There are two areas where I would appreciate suggestions for
improvement. One area is, being new to scheme, style and idiom. The other area is around the calculations. Sisc
does not return exact numbers for roots, even when they could be. For
example (expt 27 1/3) yields 2.9999999999999996. But I do get exact
retults when cubing an exact number, (expt 3 3) yields 27. My
solution was to get the exact floor of a cube root and then test
against the cube of the floor and the cube of the floor plus one,
counting as a match if either match. This solution seems messy and hard to reason about. Is there a more straightforward way?
; Find the Hardy-Ramanujan number, which is the smallest positive
; integer that is the sum of the cubes of two positivie integers in
; two seperate ways.
(define (hardy-ramanujan-number)
(let ((how-many-sum-of-2-positive-cubes
; while i^3 + 1 < n/1
; tmp := exact_floor(cube-root(n - i^3))
; if n = i^3 + tmp^3 or n = i^3 + (tmp + 1) ^3 then count := count + 1
; return count
(lambda (n)
(let ((cube (lambda (n) (expt n 3)))
(cube-root (lambda (n) (inexact->exact (expt n 1/3)))))

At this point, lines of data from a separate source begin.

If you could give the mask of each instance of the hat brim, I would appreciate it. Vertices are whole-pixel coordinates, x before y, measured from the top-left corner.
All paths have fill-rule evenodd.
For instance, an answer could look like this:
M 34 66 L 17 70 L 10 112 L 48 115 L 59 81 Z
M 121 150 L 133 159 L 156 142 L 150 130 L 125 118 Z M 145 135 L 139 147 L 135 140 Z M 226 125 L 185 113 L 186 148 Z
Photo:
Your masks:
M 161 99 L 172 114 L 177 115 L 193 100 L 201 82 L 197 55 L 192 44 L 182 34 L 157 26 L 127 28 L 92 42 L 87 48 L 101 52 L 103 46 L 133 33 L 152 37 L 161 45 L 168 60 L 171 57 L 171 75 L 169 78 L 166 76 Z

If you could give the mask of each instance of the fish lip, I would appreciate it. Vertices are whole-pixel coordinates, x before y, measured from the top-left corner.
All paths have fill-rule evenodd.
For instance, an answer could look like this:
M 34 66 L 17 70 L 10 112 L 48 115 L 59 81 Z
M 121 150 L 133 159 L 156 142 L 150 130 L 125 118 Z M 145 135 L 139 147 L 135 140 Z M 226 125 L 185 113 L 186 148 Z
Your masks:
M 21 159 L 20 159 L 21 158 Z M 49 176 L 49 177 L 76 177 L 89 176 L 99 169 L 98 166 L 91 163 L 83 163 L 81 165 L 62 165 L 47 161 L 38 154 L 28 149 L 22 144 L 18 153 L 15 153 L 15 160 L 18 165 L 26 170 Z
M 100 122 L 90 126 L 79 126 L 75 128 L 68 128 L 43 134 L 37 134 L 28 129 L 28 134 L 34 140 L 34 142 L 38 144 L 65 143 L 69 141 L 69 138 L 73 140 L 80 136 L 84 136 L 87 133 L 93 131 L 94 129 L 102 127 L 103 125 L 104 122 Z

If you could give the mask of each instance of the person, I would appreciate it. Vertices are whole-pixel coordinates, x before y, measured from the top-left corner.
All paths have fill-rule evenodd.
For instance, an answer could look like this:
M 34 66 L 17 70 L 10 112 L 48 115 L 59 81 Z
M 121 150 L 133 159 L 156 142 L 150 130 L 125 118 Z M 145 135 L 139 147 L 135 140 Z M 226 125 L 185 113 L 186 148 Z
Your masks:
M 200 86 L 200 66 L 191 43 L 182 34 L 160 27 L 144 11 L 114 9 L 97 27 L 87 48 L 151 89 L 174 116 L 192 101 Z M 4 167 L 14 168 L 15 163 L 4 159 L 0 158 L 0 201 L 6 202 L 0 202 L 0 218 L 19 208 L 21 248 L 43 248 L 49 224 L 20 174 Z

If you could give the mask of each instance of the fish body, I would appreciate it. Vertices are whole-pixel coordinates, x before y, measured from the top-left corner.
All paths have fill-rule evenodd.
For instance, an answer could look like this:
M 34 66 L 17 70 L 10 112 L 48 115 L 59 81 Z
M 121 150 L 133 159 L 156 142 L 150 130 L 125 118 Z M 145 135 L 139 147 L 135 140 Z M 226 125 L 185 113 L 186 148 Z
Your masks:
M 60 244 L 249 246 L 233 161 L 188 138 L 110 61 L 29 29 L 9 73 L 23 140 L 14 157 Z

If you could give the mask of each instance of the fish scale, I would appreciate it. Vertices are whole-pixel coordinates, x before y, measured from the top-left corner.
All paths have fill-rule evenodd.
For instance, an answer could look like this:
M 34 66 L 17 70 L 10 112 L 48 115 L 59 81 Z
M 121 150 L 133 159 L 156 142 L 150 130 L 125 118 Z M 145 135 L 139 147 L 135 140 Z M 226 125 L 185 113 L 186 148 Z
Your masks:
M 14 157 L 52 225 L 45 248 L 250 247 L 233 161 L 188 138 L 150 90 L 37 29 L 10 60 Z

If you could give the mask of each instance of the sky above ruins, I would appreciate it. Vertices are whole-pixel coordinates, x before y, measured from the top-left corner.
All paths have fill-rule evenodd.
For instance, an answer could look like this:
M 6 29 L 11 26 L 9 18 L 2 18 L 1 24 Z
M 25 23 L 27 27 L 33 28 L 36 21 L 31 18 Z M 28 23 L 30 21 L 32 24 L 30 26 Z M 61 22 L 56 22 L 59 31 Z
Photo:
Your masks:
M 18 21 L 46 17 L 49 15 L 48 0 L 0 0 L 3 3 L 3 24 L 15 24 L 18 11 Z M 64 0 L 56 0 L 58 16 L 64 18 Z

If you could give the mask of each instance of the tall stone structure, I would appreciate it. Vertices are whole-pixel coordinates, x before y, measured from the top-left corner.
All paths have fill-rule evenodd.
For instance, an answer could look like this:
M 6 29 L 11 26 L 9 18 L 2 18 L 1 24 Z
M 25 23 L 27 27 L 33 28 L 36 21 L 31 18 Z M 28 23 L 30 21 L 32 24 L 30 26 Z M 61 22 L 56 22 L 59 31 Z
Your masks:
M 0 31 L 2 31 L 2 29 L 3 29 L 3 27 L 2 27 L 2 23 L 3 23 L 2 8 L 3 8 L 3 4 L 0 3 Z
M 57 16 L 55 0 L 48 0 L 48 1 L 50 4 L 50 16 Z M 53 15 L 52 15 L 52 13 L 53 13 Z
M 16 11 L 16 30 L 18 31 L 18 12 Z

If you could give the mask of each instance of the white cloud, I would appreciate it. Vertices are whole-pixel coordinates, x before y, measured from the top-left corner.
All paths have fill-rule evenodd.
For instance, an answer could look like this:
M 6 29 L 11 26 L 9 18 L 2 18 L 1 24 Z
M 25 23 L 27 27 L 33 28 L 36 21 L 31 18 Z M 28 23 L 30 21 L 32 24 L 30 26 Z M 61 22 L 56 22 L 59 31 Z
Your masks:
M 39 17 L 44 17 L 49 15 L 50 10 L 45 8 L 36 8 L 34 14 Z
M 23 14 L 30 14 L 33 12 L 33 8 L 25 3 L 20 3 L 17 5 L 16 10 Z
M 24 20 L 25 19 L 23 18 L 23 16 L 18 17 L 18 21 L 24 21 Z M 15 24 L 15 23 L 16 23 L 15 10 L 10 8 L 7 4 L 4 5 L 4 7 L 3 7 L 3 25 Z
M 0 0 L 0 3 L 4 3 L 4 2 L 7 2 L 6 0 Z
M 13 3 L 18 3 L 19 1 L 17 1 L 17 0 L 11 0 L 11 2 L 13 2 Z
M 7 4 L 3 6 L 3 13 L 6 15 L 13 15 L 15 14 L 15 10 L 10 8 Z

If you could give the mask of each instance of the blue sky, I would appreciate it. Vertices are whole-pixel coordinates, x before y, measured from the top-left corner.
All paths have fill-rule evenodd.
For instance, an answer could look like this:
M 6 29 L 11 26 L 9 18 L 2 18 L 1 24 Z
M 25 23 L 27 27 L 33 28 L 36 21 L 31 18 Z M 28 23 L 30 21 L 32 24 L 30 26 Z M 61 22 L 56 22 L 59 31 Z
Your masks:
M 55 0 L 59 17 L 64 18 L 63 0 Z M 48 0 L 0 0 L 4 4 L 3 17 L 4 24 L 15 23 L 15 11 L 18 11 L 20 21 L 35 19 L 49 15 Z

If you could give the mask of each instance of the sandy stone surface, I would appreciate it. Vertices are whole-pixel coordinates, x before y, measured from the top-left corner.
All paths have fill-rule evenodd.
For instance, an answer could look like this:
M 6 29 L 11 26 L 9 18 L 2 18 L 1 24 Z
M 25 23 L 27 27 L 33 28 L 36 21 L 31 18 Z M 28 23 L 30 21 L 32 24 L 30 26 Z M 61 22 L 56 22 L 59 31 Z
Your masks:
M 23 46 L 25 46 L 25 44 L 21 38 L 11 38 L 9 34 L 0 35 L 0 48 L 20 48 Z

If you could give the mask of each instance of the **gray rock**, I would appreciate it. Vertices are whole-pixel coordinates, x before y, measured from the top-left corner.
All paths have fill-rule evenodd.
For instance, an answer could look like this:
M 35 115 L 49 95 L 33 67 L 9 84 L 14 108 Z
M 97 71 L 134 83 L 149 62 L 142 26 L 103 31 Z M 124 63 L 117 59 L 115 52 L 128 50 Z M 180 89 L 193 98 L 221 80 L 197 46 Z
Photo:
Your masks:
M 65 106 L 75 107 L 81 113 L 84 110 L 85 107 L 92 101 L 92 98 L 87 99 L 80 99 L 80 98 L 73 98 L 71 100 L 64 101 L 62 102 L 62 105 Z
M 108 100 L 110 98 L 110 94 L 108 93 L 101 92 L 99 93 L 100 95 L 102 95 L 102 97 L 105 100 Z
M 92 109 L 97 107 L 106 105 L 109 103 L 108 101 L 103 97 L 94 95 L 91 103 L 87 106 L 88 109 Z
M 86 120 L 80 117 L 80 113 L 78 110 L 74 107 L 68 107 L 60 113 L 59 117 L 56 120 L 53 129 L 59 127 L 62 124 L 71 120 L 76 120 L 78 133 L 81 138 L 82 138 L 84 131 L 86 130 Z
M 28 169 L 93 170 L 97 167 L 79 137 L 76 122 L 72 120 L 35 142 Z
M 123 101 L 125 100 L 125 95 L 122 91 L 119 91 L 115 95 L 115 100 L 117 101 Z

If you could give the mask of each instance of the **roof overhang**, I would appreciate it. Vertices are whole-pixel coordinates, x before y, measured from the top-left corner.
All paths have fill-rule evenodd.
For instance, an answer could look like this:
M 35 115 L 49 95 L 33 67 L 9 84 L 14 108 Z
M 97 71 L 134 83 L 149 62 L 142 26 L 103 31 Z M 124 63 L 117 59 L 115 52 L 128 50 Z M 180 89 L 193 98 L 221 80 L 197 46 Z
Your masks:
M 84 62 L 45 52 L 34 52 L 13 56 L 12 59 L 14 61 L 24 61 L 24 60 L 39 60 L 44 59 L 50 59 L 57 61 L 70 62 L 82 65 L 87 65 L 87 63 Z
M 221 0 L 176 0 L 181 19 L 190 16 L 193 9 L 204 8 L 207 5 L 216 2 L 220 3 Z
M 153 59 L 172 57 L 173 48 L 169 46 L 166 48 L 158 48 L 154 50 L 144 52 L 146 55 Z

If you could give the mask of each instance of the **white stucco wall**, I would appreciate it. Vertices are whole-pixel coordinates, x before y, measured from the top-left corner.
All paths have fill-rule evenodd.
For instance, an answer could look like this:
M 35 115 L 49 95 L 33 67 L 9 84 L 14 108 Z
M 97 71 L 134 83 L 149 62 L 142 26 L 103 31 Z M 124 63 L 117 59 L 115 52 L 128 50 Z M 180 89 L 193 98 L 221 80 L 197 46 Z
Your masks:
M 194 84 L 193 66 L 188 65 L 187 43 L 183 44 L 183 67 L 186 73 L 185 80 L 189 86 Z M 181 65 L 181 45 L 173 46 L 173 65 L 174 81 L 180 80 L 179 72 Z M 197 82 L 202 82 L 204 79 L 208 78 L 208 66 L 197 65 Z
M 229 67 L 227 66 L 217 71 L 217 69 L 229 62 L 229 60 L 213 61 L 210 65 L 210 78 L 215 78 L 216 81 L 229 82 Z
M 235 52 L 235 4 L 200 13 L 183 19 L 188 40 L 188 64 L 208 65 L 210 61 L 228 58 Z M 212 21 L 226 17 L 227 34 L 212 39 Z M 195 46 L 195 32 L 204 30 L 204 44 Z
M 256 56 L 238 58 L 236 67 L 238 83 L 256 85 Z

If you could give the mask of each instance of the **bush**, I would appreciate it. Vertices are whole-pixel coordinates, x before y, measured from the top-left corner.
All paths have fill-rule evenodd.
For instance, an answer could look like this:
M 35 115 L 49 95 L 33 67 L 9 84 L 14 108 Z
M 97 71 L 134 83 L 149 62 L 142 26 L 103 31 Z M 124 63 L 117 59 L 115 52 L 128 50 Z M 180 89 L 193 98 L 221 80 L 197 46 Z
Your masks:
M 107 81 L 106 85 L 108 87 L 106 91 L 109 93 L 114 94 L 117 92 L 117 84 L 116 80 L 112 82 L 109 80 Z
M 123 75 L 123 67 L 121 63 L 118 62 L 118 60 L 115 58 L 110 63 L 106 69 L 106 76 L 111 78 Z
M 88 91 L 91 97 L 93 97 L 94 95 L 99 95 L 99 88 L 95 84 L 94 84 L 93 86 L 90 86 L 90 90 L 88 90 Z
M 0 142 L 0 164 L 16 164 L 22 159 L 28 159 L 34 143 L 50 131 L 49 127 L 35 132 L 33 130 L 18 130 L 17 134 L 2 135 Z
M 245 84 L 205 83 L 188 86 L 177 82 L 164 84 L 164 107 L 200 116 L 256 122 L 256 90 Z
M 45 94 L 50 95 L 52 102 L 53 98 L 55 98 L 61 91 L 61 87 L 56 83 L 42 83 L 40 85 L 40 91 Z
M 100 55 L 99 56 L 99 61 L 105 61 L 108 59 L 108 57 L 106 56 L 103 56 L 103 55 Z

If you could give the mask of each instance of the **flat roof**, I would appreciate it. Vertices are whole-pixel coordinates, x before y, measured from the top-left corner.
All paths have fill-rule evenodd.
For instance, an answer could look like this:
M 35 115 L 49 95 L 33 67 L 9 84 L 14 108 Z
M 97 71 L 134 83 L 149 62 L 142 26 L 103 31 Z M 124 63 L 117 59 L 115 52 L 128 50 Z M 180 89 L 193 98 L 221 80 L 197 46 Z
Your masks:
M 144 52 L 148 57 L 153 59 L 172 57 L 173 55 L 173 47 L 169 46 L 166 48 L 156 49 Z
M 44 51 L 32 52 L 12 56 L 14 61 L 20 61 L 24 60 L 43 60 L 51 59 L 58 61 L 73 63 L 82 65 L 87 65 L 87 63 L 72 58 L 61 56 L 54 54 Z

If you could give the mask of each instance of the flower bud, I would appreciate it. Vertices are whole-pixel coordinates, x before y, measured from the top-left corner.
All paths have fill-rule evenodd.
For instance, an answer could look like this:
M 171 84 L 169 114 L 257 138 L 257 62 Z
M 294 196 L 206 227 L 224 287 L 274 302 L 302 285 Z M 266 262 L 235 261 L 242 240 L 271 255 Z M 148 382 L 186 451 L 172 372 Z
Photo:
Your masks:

(let iter ((i 1) (count 0))
(if (> (+ (expt i 3) 1) (/ n 2))
count
(let* ((cube-i (cube i))
(tmp (floor (cube-root (- n cube-i)))))
(iter (+ i 1)
(+ count
(if (or (= n (+ cube-i (cube tmp)))
(= n (+ cube-i (cube (+ tmp 1)))))
1
0))))))))))
(let iter ((n 1))
(if (= (how-many-sum-of-2-positive-cubes n) 2)
n
(iter (+ 1 n))))))
Your code looks mostly fine, I see a few very minor things to comment on:
There's no need to define cube and cube-root at the innermost scope,
Using define for internal functions makes it look a little clearer,
This is related to the second part of your question: you're using inexact->exact on a floating point number which can lead to large rationals (in the sense that you allocate a pair of two big integers) -- it would be better to avoid this,
Doing that still doesn't solve the extra test that you do -- but that's only because you're not certain if you have the right number of if you missed by 1. Given that it should be close to an integer, you can just use round and then do one check, saving you one test.
Fixing the above, and doing it in one function that returns the number when it's found, and using some more "obvious" identifier names, I get this:
(define (hardy-ramanujan-number n)
(define (cube n) (expt n 3))
(define (cube-root n) (inexact->exact (round (expt n 1/3))))
(let iter ([i 1] [count 0])
(if (> (+ (cube i) 1) (/ n 2))
(hardy-ramanujan-number (+ n 1))
(let* ([i^3 (cube i)]
[j^3 (cube (cube-root (- n i^3)))]
[count (if (= n (+ i^3 j^3)) (+ count 1) count)])
(if (= count 2) n (iter (+ i 1) count))))))
I'm running this on Racket, and it looks like it's about 10 times faster (50ms vs 5ms).
Different Schemes behave differently when it comes to exact exponentiation: some return an exact result when possible, some an inexact result in all cases. You can look at ExactExpt, one of my set of implementation contrasts pages, to see which Schemes do what.